O ponto mais complexo em relação ao que foi exposto neste diagnóstico jurídico diz respeito aos direitos dos candidatos. É evidente que a Administração Pública não foi fundada com base na tradição da garantia de direitos. O professor Jean-Louis Autin, da Universidade de Montpellier I, sempre mencionava que o termo “administrado” é muito elucidativo do papel que a tradição administrativa atribui ao cidadão: a forma passiva de um verbo, ou seja, como algo sem direitos com o qual a Administração Pública lida. O cidadão é a razão para a funcionalidade da administração; mas não há a consolidação de que tal função exija a garantia de direitos. Vejamos:

O serviço público revela a dimensão social e coletiva da ação administrativa.

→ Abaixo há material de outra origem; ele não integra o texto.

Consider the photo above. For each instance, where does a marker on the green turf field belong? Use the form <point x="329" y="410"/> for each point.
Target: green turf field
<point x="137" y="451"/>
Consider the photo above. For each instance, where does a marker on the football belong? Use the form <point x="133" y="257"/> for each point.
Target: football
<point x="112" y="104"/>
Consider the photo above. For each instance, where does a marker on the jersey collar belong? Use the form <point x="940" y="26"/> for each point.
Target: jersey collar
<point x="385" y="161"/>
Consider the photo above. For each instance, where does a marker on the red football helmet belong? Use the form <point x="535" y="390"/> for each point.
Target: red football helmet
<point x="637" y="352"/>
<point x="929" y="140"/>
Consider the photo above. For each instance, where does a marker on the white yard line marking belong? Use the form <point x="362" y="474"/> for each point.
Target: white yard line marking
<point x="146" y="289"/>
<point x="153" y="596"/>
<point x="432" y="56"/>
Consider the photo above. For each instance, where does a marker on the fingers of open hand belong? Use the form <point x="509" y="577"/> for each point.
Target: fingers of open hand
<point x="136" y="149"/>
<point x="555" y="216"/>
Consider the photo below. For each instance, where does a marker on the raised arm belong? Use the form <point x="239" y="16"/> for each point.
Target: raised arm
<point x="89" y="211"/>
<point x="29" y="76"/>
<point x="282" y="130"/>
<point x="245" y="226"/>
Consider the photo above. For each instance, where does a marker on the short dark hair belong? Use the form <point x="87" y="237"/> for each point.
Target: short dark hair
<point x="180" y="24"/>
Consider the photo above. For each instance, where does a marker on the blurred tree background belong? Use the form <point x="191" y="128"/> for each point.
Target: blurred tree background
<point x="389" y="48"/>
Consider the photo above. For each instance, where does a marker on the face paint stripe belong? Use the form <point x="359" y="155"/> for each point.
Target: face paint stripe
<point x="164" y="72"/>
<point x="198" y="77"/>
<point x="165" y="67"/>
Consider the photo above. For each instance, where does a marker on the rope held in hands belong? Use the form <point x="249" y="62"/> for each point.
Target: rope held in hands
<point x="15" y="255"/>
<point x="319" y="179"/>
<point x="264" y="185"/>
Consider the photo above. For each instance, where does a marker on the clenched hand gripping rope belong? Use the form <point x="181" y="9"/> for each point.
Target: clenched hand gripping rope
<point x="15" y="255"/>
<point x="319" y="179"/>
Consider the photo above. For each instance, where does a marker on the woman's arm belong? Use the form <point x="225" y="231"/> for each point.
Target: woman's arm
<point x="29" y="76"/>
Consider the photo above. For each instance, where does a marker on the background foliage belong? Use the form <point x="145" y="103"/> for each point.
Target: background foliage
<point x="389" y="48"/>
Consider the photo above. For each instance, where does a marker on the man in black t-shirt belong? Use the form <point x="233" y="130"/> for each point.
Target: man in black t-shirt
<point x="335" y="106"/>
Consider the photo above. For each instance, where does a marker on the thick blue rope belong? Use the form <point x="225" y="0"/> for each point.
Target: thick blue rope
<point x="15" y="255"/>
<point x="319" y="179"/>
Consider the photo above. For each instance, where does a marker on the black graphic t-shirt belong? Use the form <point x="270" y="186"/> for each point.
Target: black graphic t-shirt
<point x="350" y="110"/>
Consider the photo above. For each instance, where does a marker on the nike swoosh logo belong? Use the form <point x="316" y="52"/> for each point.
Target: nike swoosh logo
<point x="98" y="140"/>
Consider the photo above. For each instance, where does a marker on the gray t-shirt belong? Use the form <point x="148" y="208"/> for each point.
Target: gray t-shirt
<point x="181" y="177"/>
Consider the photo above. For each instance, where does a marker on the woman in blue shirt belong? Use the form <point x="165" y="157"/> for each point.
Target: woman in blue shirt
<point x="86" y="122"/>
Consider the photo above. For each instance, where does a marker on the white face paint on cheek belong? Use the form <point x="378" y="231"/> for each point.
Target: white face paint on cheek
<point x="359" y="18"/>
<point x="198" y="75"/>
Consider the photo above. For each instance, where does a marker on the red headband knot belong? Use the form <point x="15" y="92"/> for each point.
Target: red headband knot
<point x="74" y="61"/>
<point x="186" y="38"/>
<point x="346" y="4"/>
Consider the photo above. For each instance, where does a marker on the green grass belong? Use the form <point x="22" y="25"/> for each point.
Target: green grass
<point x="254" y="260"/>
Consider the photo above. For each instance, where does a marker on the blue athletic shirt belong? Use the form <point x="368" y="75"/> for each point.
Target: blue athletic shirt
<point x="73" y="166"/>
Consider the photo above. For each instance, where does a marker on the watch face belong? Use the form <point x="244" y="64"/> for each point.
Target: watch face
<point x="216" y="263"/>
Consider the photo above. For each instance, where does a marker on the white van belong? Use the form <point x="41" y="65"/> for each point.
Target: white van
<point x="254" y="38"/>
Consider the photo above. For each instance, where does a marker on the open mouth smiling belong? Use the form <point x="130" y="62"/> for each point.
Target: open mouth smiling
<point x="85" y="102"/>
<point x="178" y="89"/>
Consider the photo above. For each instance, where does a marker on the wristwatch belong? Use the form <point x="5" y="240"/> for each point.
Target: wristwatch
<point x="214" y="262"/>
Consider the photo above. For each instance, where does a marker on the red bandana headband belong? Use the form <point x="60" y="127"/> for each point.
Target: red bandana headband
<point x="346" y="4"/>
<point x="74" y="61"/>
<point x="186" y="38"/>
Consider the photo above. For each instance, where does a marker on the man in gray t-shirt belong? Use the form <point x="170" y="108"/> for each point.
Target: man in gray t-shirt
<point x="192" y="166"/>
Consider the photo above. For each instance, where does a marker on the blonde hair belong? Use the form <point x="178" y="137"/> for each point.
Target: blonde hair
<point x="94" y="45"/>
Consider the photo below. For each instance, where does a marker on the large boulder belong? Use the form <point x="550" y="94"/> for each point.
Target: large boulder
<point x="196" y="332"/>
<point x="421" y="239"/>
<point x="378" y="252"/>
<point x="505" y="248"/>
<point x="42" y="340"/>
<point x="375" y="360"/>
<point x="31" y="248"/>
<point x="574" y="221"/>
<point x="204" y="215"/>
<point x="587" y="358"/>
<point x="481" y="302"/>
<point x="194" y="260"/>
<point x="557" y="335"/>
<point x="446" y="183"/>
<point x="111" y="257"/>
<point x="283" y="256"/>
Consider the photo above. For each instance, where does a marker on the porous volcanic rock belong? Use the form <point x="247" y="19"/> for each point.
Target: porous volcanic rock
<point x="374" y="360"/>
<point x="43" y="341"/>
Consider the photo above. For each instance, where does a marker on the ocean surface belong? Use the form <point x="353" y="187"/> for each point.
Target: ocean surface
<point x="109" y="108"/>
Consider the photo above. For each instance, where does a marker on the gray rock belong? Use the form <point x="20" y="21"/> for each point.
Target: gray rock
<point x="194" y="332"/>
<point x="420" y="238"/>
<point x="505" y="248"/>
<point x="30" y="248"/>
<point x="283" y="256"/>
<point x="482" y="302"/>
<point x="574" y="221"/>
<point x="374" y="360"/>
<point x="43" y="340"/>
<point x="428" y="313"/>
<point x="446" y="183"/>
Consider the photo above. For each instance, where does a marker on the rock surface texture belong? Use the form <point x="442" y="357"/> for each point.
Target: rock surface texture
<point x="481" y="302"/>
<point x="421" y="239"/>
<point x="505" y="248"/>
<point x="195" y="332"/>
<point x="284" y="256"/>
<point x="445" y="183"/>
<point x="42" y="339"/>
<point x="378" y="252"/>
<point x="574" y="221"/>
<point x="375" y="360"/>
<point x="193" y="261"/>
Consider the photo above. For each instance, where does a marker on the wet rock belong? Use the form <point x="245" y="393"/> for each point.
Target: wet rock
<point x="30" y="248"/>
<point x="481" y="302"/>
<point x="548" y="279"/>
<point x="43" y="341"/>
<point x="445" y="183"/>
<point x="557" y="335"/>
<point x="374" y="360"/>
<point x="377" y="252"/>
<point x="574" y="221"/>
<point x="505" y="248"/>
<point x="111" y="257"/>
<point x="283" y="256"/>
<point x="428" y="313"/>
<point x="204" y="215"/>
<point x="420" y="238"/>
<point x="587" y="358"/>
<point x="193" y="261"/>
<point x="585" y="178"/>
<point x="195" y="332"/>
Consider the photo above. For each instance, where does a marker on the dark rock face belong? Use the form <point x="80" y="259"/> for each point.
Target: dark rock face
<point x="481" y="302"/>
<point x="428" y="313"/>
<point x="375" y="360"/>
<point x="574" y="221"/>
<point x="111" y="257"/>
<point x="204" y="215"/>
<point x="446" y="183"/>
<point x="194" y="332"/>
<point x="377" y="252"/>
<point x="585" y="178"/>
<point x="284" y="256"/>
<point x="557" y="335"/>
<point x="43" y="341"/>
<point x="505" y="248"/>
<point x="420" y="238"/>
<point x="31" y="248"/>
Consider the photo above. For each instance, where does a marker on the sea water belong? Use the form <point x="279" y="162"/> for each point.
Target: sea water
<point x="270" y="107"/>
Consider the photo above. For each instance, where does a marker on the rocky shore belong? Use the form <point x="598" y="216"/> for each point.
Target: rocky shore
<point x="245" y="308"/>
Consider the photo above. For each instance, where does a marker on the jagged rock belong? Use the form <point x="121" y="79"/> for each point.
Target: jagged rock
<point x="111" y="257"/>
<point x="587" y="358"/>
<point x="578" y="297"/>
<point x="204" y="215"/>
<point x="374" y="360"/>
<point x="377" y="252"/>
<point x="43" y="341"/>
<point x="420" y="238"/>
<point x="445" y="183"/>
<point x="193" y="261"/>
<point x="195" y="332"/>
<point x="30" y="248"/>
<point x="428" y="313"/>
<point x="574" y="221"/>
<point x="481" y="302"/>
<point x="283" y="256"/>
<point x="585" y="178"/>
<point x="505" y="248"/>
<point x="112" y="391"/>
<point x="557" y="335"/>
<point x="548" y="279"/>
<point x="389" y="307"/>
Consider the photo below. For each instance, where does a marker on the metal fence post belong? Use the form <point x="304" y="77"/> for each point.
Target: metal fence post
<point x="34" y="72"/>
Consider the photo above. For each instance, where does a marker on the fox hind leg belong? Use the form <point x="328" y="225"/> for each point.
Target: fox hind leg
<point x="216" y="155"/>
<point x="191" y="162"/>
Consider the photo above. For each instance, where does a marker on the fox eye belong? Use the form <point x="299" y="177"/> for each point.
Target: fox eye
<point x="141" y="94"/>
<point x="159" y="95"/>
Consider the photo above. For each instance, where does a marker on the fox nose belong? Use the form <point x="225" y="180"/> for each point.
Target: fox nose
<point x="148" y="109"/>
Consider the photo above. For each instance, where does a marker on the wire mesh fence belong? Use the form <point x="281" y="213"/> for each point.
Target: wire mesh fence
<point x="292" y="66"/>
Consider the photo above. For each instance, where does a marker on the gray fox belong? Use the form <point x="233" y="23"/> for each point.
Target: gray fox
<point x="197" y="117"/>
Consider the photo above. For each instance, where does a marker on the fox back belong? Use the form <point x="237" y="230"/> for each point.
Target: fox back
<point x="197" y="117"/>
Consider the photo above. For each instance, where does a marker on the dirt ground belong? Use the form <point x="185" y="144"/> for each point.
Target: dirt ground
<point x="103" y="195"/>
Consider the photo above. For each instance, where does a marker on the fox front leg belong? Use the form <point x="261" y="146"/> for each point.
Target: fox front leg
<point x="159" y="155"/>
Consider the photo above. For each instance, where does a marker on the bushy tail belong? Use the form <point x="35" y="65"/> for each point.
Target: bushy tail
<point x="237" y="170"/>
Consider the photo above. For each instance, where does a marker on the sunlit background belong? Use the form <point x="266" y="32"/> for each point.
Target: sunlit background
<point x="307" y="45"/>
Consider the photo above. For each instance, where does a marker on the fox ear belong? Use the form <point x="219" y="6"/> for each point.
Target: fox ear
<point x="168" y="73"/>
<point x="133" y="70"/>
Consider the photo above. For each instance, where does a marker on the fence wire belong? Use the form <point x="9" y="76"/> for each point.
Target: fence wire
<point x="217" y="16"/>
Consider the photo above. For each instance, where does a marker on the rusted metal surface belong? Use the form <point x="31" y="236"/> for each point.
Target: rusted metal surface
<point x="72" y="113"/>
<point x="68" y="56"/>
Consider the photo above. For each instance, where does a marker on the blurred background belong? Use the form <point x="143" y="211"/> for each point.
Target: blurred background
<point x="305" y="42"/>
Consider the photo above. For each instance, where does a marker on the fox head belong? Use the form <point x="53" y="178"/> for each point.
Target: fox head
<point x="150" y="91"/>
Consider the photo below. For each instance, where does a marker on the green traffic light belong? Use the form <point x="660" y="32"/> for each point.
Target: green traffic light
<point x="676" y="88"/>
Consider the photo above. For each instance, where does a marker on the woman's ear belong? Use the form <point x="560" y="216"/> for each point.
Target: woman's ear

O indivíduo não aparece diretamente, senão como beneficiário final

das prestações fornecidas. Contudo, seu posicionamento no sistema

administrativo não foi claramente definido. A determinação de seu lugar

é eminentemente problemática. Um retorno às fontes impõe constatar,

com a Declaração de 1789, que a pessoa humana se apresenta na dupla

figura do homem nas suas relações privadas e do cidadão na esfera

pública. Ou, se a cidadania é apreciada no prisma de dois elementos – a

filiação ao grupo e a participação na definição da ordem jurídica – ela

se exprime plenamente em meio a comunidade política. O homem não

transparece como cidadão no universo administrativo mesmo que a

participação seja aceita. (...) O cidadão é uma ordem familiar no universo

político, porém ausente na ordem administrativa. Outras figuras são

utilizadas para qualificar a situação jurídica da pessoa na sua relação com

a Administração que não estavam no horizonte da Declaração de 1789;

elas excluem a expressão da cidadania – no duplo sentido da filiação e da

participação previamente mencionadas –, mais elas podem ser colocadas

como condições fundamentais do direito administrativo. Enquanto a figura

do administrado inerente à função pública for antitética à figura do cidadão,

a imagem do usuário de serviço público nos remeterá a uma imagem

deformada da cidadania. (...) Confrontada tal situação, o administrado se

encontra desamparado em face da Administração; porém, ele poderá agir

judicialmente se a ação pública desconsidera os seus interesses legítimos

ou ignora seus direitos fundamentais. O administrado se metamorfoseia

em jurisdicionado, contudo com poucas chances de sucesso, pois em

decorrência da era de ouro do poder público, no século XIX, as garantias

jurisdicionais contra Estado pouco se desenvolveram. 54

Com a Constituição Federal de 1988 e os seus intérpretes, tal cenário vem sendo alterado. A jurisprudência nos concursos públicos é elucidativa neste sentido. O candidato vem sendo percebido como um cidadão portador de direitos em face da Administração Pública e das entidades organizadores de certames. Parece razoável que este rol de direitos seja regrado e definido, não somente para universalizar direitos que já são observados no

54 AUTIN; RIBOT, 2004, p. 237-238.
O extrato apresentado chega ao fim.